Nine times out of ten, I write in my room with the door locked, the blinds pulled down, the lights dimmed and my ears plugged with industrial-grade bullet-shaped bits of foam (which don't quite drown out all the noise, but there we are... I suppose I need to retain some vestige of my hearing in case someone on the other side of the door feels the need to shout "Fire" or something...) Cut off and cocooned, I stare at a (very often blank) page or screen for over an hour, trying to think and feel myself into the world of a few imaginary people. By definition, this is a very still activity. The only parts of me that move are my hands and my eyes... and sometimes my feet, as I brush them across the carpet... which is oddly comforting. I sit and think and sit and write and think and cross out and sit and tap and think and write and cross out and think and sit and sit and sit.

And then, when the time feels right, I ease the plugs out of my ears, get up, unlock the door, open it and step from a blue carpet onto a dark pink one, and I might as well be stepping from one planet to another. I have to squint immediately (remember: I've got the lights dimmed in my room) which makes me feel like I've just woken up or stepped off a plane in a country where the sunlight beats off the tarmac like endless lightning. Everything around me feels louder than it normally does, which induces a tortoise-like retreat within my brain. I stretch my arms and my back, but I have to walk around for a few seconds before I feel comfortable with any sort of movement. And although familiar things appear before my eyes - the dining table, the back door, the car keys in a little dish on a shelf - what I'm actually seeing in my head is a scene that exists only on the ink-stained page abandoned in the twilight of the room behind me: a woman avoiding all communication with her husband; a dead baby haunting her parents; a man taking advantage of his wife's terminal illness.

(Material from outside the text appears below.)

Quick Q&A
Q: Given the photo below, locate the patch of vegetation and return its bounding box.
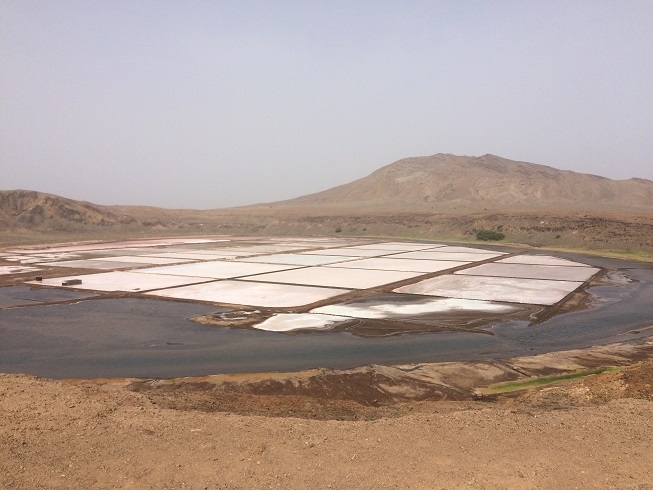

And as I walk from the hall to the lounge - usually my first port of call - it actually feels as though I'm forcing my mind to catch up with my body and travel back into the here and now. But my mind is resistant. It's easier to stay in one place, especially if you know you're going to have to make the trip all over again tomorrow. But I keep walking and invariably someone starts talking to me and I find myself avoiding eye contact, because if I look at them whilst they're speaking, their voice and their mouth aren't quite in sync, which makes me feel even more dislocated, and anyway, it's not as though I can easily grasp what they're saying because all I can hear is a string of words, so I pretend to turn my attention to some terribly important letter that's conveniently been left on the dining table, but of course the person speaking to me realises they're not really being listened to and I try to make an effort to concentrate harder, which has the effect of making my brain more tortoise-like and I wish I were still in my locked room because there the walls don't shudder with noise and the floors don't sway and the light doesn't slice into your eyes...

...and I just wondered if that's what jet lag feels like. That's all.

Comments

Lorraine said…
I have one word for that post.

Wow.
Dariush Alavi said…
I'll take that as the kind of Wow to which one should respond with a thank you, so...

Thank you.
Omair said…
Seriously Dariush that was amazing. I was there seeing what you were writing.
Dariush Alavi said…
Well I'm glad you felt sufficiently moved to leave a comment. Nice to see you back on these pages, by the way.
Omair said…
I think I have mentioned it before I am the reader, not the commenter, so I do frequent your website quite a bit just leave no trace :).

But yes I was moved enough to actually leave a comment...which makes it a compliment in a compliment.
Dariush Alavi said…
Yes, you have mentioned that... and I admit I was being a bit cheeky. I know you visit my site often.

Reading Without A Trace. That would make a neat title, eh?